Code using this pattern commonly includes, when relevant:
  • registerWorker('ws://localhost:49134', { otel: { enabled: true, serviceName: 'my-svc' } })
    — enable telemetry
  • withSpan('validate-order', {}, async (span) => { span.setAttribute('order.id', id); ... })
    — custom span
  • getMeter().createCounter('orders.processed')
    — custom counter metric
  • getMeter().createHistogram('request.duration')
    — custom histogram metric
  • onLog((log) => { ... }, { level: 'warn' })
    — subscribe to warnings and above
  • currentTraceId()
    — get active trace ID for correlation with external systems
  • injectTraceparent()
    — propagate trace context to outbound HTTP calls
  • Disable telemetry:
    registerWorker(url, { otel: { enabled: false } })
    or
    OTEL_ENABLED=false
相关代码通常包含以下内容(按需使用):
  • registerWorker('ws://localhost:49134', { otel: { enabled: true, serviceName: 'my-svc' } })
    —— 启用遥测功能
  • withSpan('validate-order', {}, async (span) => { span.setAttribute('order.id', id); ... })
    —— 自定义跨度
  • getMeter().createCounter('orders.processed')
    —— 自定义计数器指标
  • getMeter().createHistogram('request.duration')
    —— 自定义直方图指标
  • onLog((log) => { ... }, { level: 'warn' })
    —— 订阅警告及以上级别的日志
  • currentTraceId()
    —— 获取当前追踪ID以与外部系统关联
  • injectTraceparent()
    —— 将追踪上下文传播至出站HTTP调用
  • 禁用遥测:
    registerWorker(url, { otel: { enabled: false } })
    OTEL_ENABLED=false

Adapting This Pattern

模式适配

Use the adaptations below when they apply to the task.
  • Enable
    otel
    in
    registerWorker()
    config to start collecting traces automatically
  • Add custom spans around expensive operations (DB queries, LLM calls, external APIs)
  • Create domain-specific metrics (orders processed, payment failures, queue depth)
  • Use
    currentTraceId()
    to correlate iii traces with external system logs
  • Configure
    OtelModule
    in iii-config.yaml for engine-side exporter, sampling ratio, and alerts
  • Point the OTLP endpoint at your collector (Jaeger, Grafana Tempo, Datadog Agent)
根据任务需求使用以下适配方式:
  • registerWorker()
    配置中启用
    otel
    ,开始自动收集追踪数据
  • 在耗时操作(数据库查询、LLM调用、外部API)周围添加自定义跨度
  • 创建领域特定指标(已处理订单数、支付失败数、队列深度)
  • 使用
    currentTraceId()
    将iii追踪数据与外部系统日志关联
  • 在iii-config.yaml中配置
    OtelModule
    ,设置引擎端导出器、采样率和告警规则
  • 将OTLP端点指向你的收集器(Jaeger、Grafana Tempo、Datadog Agent)

Engine Configuration

引擎配置

OtelModule must be enabled in iii-config.yaml for engine-side traces, metrics, and logs. See ../references/iii-config.yaml for the full annotated config reference.
必须在iii-config.yaml中启用OtelModule,才能收集引擎端的追踪数据、指标和日志。
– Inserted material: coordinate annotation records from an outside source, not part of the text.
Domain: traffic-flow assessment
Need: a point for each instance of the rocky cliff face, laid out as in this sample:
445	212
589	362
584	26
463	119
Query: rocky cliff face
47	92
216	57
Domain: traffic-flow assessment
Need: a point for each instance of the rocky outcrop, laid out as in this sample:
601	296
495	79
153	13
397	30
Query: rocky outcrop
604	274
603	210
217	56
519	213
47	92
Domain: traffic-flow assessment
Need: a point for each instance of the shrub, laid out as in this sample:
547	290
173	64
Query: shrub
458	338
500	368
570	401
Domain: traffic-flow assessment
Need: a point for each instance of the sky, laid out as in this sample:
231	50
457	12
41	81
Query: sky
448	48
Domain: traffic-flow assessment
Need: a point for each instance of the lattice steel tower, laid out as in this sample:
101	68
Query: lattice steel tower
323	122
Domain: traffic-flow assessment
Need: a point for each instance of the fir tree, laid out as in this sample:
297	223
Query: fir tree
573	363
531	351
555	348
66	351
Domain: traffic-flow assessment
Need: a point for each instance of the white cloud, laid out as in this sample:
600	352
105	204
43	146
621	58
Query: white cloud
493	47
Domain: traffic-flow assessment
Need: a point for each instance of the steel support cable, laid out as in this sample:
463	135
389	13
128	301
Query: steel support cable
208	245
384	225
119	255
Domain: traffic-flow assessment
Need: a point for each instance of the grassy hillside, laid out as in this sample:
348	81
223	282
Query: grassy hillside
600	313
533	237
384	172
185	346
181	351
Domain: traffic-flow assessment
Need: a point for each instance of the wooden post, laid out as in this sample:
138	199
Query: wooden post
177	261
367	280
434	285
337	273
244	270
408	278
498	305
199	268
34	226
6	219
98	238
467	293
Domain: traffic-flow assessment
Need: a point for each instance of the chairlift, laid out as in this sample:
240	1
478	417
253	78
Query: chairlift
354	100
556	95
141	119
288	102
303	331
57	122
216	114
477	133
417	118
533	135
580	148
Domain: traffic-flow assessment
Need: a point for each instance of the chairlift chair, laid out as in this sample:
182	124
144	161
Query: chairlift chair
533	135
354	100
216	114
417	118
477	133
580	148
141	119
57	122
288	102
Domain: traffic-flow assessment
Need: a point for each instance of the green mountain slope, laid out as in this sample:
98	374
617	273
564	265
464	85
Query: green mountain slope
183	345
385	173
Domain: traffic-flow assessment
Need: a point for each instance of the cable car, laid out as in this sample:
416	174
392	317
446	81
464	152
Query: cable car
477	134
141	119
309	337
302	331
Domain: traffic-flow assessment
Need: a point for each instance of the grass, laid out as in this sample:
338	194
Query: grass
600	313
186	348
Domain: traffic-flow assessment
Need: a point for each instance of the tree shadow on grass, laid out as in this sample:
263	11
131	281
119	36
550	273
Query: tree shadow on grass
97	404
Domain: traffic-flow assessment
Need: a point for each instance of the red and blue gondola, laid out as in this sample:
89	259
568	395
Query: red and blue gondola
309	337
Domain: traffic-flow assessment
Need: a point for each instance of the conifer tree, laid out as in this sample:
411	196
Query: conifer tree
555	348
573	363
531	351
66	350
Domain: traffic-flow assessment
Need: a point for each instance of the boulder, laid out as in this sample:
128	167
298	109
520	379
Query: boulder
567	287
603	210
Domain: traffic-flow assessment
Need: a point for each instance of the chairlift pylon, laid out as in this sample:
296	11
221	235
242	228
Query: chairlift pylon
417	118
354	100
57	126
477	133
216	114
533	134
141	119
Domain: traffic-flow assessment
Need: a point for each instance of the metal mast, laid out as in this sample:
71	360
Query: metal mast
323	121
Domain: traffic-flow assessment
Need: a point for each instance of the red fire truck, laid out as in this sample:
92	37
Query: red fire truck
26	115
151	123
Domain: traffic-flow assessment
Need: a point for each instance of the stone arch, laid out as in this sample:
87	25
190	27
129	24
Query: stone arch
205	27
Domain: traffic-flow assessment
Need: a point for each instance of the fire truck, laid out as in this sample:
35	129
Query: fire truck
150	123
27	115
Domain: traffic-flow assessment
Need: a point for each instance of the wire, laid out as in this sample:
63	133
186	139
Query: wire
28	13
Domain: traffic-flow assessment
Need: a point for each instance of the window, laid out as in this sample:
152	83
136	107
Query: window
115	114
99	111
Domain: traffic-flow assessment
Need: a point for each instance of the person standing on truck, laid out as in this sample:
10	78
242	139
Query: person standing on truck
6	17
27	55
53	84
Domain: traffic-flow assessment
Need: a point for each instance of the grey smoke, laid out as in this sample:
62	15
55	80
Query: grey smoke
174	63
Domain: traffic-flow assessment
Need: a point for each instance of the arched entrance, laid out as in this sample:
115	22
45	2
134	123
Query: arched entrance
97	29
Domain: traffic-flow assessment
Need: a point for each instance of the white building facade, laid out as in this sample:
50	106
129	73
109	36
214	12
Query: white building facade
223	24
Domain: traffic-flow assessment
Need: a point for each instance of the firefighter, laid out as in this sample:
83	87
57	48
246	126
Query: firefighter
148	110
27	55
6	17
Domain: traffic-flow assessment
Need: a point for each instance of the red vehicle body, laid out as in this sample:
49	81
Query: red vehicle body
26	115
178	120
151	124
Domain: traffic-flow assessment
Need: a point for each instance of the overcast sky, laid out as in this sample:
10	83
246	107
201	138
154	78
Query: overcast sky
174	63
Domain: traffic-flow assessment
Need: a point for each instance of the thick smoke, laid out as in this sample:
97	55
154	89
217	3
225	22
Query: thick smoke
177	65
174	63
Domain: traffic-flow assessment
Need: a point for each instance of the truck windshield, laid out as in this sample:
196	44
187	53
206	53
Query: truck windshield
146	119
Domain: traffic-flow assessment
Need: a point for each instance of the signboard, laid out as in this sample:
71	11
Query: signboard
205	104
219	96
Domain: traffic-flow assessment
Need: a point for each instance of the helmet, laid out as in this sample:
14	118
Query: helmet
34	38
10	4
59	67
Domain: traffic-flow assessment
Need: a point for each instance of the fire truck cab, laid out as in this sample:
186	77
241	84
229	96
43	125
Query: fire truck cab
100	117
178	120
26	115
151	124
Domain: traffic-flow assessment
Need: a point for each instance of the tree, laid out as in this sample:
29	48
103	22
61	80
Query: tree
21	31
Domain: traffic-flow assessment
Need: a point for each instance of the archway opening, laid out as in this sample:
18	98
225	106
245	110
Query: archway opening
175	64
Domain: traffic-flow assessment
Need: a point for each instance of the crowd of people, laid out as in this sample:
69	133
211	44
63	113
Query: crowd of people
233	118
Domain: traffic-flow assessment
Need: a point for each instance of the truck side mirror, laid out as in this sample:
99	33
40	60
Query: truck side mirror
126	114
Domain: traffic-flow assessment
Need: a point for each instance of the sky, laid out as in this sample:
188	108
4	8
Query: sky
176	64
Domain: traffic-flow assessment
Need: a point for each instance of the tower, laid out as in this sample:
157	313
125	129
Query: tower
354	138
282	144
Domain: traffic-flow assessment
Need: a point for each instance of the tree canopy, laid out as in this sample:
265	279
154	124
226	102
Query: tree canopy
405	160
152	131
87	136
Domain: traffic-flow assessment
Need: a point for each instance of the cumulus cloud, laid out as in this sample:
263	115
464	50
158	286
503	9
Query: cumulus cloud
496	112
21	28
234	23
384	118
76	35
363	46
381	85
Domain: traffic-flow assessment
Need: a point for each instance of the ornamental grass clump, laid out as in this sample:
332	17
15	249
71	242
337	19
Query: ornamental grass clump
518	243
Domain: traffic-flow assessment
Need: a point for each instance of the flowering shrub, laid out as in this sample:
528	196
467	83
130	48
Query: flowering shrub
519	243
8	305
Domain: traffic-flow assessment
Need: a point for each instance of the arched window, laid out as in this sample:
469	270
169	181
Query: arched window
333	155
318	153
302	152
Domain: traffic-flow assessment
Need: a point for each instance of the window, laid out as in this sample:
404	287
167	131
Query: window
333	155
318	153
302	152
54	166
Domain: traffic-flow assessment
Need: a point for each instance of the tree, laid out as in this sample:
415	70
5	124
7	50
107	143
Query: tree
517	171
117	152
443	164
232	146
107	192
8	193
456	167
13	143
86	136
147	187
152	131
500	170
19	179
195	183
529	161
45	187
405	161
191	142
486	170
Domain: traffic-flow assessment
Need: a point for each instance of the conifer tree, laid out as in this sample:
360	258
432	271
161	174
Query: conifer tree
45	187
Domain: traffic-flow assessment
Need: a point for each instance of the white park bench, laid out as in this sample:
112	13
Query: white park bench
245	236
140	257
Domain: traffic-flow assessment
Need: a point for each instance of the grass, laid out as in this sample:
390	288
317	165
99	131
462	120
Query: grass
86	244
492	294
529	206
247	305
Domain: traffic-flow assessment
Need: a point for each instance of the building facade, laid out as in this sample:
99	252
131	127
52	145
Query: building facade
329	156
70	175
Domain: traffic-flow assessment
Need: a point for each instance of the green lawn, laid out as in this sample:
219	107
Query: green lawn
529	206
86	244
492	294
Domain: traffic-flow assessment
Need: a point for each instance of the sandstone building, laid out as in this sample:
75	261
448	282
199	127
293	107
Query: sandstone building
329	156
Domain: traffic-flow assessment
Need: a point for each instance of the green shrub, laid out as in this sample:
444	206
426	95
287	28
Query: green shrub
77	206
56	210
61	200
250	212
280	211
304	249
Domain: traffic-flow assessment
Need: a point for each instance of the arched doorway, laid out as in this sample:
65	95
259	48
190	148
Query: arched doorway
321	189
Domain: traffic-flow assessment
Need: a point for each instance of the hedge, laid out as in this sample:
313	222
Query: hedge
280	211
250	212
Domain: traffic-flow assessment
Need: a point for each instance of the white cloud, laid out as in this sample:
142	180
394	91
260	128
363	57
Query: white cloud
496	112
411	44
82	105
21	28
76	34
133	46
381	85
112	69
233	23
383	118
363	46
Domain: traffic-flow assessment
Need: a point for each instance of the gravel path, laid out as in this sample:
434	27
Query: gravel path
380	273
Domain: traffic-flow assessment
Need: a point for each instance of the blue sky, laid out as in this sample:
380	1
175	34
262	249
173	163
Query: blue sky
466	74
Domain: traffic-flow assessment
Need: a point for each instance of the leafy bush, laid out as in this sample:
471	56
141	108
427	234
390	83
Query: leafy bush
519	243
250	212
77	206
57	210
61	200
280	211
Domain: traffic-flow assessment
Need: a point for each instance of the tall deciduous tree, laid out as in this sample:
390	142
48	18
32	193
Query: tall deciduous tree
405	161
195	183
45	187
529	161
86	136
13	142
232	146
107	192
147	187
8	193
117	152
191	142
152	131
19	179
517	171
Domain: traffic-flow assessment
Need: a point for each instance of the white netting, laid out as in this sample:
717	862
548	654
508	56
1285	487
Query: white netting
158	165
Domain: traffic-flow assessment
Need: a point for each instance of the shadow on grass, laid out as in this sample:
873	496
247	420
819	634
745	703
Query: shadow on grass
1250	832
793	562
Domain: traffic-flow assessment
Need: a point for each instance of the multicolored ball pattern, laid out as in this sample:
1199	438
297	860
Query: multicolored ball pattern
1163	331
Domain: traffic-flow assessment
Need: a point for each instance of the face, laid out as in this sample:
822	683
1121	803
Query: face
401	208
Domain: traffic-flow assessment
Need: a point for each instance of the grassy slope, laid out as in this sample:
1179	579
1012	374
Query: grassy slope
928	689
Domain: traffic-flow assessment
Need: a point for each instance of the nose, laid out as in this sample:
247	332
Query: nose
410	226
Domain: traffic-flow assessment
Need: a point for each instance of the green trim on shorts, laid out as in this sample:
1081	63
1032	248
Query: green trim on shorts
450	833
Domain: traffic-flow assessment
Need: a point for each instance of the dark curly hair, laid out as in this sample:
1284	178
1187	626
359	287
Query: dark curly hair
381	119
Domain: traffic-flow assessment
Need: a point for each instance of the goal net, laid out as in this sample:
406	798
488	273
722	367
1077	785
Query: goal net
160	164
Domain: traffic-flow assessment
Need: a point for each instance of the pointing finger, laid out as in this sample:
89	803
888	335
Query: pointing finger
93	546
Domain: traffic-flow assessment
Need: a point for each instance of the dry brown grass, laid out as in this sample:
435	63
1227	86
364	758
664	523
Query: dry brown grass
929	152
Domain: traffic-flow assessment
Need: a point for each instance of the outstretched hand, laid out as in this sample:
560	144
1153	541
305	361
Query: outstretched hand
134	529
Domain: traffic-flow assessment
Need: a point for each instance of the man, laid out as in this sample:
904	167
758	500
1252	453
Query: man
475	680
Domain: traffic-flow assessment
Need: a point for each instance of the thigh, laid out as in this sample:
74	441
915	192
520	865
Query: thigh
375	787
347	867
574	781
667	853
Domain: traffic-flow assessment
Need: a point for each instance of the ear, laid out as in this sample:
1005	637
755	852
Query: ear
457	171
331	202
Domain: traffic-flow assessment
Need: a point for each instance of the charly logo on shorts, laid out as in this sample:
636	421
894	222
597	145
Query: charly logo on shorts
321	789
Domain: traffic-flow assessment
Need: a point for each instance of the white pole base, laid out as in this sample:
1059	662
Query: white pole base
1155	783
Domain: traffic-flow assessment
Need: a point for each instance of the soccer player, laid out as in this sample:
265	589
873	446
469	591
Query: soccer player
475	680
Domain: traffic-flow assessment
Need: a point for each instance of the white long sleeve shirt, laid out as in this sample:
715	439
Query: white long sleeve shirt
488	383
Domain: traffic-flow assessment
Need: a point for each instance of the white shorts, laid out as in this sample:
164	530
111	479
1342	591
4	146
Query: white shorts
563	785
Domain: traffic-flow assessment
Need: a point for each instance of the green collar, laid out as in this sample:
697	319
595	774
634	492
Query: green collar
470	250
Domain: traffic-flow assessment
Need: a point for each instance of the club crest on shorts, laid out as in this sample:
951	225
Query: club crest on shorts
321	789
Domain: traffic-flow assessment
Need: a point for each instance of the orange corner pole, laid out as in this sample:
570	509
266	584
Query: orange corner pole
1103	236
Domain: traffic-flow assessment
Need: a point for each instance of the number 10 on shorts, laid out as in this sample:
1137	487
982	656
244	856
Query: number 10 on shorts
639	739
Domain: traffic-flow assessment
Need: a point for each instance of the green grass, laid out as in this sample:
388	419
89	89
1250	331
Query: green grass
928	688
完整带注释的配置参考请查看../references/iii-config.yaml

Pattern Boundaries

模式边界

  • For engine-side OtelModule YAML configuration, prefer
    iii-engine-config
    .
  • For SDK init options and function registration, prefer
    iii-functions-and-triggers
    .
  • Stay with
    iii-observability
    when the primary problem is SDK-level telemetry: spans, metrics, logs, and trace propagation.
  • 对于引擎端OtelModule的YAML配置,优先使用
    iii-engine-config
  • 对于SDK初始化选项和函数注册,优先使用
    iii-functions-and-triggers
  • 当核心问题是SDK级别的遥测(跨度、指标、日志和追踪传播)时,使用
    iii-observability

When to Use

使用场景

  • Use this skill when the task is primarily about
    iii-observability
    in the iii engine.
  • Triggers when the request directly asks for this pattern or an equivalent implementation.
  • 当任务主要涉及iii引擎中的
    iii-observability
    时,使用本技能。
  • 当请求直接要求此模式或等效实现时触发。

Boundaries

边界限制

  • Never use this skill as a generic fallback for unrelated tasks.
  • You must not apply this skill when a more specific iii skill is a better fit.
  • Always verify environment and safety constraints before applying examples from this skill.
  • 切勿将本技能作为无关任务的通用 fallback。
  • 当有更特定的iii技能更合适时,不得使用本技能。
  • 在应用本技能中的示例前,务必验证环境和安全约束。